CompetitiveResult (dataclass — features/competitive.py, v1.0.0)

@dataclass
class CompetitiveResult:
    model: str
    status: str                   # success | partial | failed | timeout
    steps: int
    cost: float
    duration: float
    files_modified: list[str]
    checks_passed: int
    checks_total: int
    worktree_path: str
    score: float                  # 0-100

DispatchSubagentArgs (Pydantic — tools/dispatch.py, v1.0.0)

class DispatchSubagentArgs(BaseModel):
    agent_type: str     # "explore" | "test" | "review"
    task: str           # sub-task description
    context: str = ""   # additional context

Error hierarchy

Exception
├── MCPError                        mcp/client.py
│   ├── MCPConnectionError          HTTP connection error to the MCP server
│   └── MCPToolCallError            error in remote tool execution

├── PathTraversalError              execution/validators.py
│   # Attempt to access outside the workspace (../../etc/passwd)

├── ValidationError                 execution/validators.py
│   # File or directory not found during validation

├── PatchError                      tools/patch.py
│   # Error parsing or applying a unified diff in apply_patch

├── NoTTYError                      execution/policies.py
│   # Interactive confirmation needed but no TTY available (CI/headless)

├── ToolNotFoundError               tools/registry.py
│   # Requested tool not registered in the registry

├── DuplicateToolError              tools/registry.py
│   # Attempt to register a tool with an already existing name (without allow_override=True)

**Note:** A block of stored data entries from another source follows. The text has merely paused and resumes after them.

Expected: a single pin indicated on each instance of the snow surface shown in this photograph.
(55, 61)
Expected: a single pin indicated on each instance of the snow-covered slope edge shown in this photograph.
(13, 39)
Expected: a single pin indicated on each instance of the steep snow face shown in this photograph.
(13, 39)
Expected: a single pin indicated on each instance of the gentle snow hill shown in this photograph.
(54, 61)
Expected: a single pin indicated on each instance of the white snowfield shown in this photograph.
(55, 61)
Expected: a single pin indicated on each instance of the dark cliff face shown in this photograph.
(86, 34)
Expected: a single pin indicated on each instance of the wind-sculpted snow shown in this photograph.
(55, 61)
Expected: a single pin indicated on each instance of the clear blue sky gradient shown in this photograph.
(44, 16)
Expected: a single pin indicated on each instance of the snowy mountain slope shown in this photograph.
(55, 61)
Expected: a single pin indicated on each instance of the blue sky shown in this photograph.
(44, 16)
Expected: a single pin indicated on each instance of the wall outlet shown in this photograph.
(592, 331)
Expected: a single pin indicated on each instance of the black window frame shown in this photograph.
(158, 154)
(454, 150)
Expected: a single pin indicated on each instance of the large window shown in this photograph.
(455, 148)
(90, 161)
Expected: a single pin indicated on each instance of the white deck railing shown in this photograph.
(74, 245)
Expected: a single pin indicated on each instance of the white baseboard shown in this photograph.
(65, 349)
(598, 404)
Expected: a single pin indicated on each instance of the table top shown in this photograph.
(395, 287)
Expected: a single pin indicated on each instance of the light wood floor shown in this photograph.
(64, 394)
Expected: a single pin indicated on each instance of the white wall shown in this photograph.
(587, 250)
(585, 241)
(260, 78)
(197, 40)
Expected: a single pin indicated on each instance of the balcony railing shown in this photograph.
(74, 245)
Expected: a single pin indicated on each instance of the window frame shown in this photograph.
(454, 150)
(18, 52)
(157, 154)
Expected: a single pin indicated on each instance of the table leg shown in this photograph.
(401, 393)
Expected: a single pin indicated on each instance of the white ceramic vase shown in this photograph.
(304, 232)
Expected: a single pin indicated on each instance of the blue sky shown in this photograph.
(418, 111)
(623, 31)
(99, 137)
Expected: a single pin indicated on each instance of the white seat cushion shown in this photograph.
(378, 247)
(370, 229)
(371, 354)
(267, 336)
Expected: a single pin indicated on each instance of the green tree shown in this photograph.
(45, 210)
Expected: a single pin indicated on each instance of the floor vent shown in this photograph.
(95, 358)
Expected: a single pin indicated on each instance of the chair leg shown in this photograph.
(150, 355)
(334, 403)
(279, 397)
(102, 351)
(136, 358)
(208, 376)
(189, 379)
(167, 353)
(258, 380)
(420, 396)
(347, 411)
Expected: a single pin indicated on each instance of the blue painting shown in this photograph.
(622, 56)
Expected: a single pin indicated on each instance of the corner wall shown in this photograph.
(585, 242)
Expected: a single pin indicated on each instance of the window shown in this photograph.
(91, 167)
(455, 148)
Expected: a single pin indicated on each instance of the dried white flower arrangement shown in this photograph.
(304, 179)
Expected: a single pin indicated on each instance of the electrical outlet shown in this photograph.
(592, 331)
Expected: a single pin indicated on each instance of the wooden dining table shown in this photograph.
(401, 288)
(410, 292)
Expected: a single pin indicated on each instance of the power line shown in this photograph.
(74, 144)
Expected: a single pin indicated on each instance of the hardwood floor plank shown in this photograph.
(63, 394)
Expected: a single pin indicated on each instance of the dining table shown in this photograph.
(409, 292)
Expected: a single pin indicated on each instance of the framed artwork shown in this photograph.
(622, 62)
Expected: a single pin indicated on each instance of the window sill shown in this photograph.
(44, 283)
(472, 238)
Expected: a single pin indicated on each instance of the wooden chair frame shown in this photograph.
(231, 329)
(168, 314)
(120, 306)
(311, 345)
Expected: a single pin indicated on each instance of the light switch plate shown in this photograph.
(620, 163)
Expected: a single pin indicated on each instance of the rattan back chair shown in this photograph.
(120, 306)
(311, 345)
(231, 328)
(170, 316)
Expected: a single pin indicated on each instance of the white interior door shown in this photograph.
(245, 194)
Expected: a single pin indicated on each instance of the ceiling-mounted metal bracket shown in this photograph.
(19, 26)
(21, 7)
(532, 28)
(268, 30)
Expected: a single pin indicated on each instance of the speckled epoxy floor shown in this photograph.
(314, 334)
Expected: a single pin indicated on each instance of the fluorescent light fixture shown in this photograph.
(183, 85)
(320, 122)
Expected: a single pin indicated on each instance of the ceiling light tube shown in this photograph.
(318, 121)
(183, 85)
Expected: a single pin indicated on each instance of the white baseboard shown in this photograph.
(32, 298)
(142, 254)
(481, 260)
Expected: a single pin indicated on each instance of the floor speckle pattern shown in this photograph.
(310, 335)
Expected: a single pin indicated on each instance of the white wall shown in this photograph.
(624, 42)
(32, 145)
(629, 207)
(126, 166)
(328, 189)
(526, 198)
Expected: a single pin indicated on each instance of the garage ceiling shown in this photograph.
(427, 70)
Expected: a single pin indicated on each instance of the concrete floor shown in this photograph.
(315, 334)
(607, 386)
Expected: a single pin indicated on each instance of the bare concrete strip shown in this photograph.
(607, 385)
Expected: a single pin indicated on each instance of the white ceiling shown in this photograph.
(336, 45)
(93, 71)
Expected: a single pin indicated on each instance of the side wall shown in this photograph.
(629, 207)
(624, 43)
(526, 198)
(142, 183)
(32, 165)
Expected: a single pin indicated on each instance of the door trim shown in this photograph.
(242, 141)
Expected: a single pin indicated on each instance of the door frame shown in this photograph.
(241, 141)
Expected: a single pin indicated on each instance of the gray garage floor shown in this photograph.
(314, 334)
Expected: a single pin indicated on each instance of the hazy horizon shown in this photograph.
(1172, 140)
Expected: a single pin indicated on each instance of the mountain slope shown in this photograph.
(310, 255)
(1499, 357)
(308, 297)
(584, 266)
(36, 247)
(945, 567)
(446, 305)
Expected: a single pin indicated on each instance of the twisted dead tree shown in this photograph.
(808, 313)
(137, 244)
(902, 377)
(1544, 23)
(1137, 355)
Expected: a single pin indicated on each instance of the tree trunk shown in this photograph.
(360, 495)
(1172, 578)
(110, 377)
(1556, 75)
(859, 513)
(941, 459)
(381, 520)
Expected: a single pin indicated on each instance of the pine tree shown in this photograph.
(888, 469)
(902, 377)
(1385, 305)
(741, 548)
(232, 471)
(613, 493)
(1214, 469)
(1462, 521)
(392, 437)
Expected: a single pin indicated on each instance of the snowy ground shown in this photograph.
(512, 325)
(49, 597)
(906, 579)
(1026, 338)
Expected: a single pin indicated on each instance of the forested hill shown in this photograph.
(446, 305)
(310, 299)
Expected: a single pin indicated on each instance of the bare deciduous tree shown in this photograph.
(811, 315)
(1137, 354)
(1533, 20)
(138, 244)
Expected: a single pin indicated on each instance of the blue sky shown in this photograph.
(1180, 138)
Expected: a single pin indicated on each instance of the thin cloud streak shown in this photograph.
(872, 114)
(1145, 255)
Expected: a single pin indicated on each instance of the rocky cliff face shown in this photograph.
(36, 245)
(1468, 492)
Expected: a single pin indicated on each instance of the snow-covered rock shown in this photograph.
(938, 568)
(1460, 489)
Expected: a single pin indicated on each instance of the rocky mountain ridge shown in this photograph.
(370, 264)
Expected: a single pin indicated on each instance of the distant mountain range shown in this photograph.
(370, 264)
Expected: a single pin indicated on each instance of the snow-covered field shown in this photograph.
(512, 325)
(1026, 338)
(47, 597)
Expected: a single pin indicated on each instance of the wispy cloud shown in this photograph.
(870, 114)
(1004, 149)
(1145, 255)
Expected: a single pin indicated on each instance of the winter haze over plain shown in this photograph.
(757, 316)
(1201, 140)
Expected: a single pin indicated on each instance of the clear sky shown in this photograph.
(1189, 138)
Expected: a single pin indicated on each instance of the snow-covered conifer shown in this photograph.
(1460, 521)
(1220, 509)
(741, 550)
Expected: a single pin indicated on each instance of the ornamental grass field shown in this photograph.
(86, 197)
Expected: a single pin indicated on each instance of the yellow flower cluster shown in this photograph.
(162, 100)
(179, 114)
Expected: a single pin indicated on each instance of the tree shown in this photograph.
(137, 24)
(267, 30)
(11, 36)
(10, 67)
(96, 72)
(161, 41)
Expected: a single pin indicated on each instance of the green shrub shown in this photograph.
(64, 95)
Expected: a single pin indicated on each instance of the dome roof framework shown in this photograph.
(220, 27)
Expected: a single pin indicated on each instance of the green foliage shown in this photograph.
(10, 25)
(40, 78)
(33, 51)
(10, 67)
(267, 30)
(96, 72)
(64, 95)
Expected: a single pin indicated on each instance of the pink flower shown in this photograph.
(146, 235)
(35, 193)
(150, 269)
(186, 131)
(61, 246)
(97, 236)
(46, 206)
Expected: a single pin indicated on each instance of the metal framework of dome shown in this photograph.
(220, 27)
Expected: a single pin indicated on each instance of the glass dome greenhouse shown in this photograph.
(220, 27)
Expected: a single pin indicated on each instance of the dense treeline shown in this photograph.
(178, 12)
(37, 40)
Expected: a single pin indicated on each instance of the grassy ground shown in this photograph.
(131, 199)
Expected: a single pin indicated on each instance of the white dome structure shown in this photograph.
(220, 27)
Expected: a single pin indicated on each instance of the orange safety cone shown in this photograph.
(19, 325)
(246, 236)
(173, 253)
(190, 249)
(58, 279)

├── AgentNotFoundError              agents/registry.py
│   # Agent name not found in DEFAULT_AGENTS or in YAML

├── StepTimeoutError(TimeoutError)  core/timeout.py
│   # Agent step exceeded the configured maximum time
│   # .seconds: int — time in seconds that was exceeded

├── BudgetExceededError             costs/tracker.py
│   # Total session cost exceeded the configured budget_usd
│   # Raised by CostTracker.record() → caught by AgentLoop → state.status="partial"

├── GuardrailViolation              core/guardrails.py       # v4-A2
│   # Deterministic guardrail violation (file access, command block, edit limits)
│   # Caught by ExecutionEngine → ToolResult(success=False)

└── BlockedCommandError             tools/commands.py
    # Command in the static blocklist (always blocked)

These exceptions are for internal signaling — most are caught in ExecutionEngine or AgentLoop and converted into a ToolResult(success=False) or an agent status change, respectively. None of them should propagate to the end user.